C’est fou comme un appareil photo peut exciter les passions. La dernière découverte en date, celle des appareils photo du célèbre Bradford Washburn, en est l’illustration. Alors certes, M. Washburn est un personnage du panthéon de la montagne, dont les photos sont exposées en galeries. Découvrir certains de ses clichés jamais développés est un motif assez puissant pour mettre en branle une somme d’énergies hors-normes.
Un fragment de passé retrouvé. ©Ulysse Lefebvre
Pourtant, célébrité mise à part, l’appareil photo est toujours un objet de fantasme. Perdez-le dans la nature et il s’entoure d’une aura fantastique. Comme une lampe d’Aladin dont le génie serait un morceau du passé, sorti des temps anciens. Comme ces bulles d’air emprisonnées dans les glaces d’Antarctique et dont l’analyse permet de connaitre la composition de l’atmosphère il y a quelques centaines de milliers d’années. Découvrir un appareil photo perdu dans la montagne, c’est plonger dans le passé.
Et tant pis si la pellicule n’est pas exploitable, si la bulle d’air fait pschitt. La fascination est ailleurs.
Plus modestement, je me souviens de cet appareil photo jetable trouvé dans les Aravis. Il trône toujours sur une étagère, pellicule en place. Idem pour cette 400 TMAX retrouvée quatre ans après avoir été perdue quelque part en Bosnie-Herzégovine, grâce à un voyageur allemand et par l’entremise des réseaux sociaux et de la poste. Jamais développée. De peur d’être déçu peut-être. Pour garder le mystère sûrement.
De nos jours, on perd encore des appareils photo,
fort heureusement.
On ne remerciera jamais assez les maladroits
De nos jours, on perd encore des appareils photo, fort heureusement. On ne remerciera jamais assez les maladroits. Dans quelques années, on les retrouvera encore, curieux et intrigués. On retrouvera probablement pas mal de drones aussi, crashés dans les parois et les séracs. Allez savoir si une carte mémoire vieillit mieux qu’un film argentique. Peu importe, l’important est de nourrir le chercheur de trésor qui sommeille en nous, quelque part entre Indiana Jones et Tintin au Tibet.

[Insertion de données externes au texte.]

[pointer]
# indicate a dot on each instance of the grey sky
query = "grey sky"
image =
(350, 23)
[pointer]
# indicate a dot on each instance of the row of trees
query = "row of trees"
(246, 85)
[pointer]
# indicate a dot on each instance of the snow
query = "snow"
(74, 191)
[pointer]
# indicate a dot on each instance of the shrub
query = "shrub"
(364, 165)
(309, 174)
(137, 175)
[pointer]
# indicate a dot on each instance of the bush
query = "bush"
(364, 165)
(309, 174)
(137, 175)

D’ailleurs, l’un des appareils photo les plus connus repose encore quelque part sur les pentes de l’Everest. Celui qui l’a perdu en 1924, George Mallory, tentait de gravir le sommet vierge du monde. Et comme il périt à la descente, l’histoire ne dit pas s’il y est parvenu. Peu importe. Plutôt qu’une hypothétique preuve, tous les chercheurs de trésors espèrent avec cet appareil, un Kodak Vest Pocket, un contact sensible avec l’une des expéditions les plus importantes de son époque.
Et puisque « le temps est la quatrième dimension de l’espace », comme l’écrit H.G. Wells dans La machine à remonter le temps, d’archéologue ou historien on devient explorateur d’un autre genre.
Voilà une autre dimension de l’ascension : gravir les montagnes pour remonter le temps.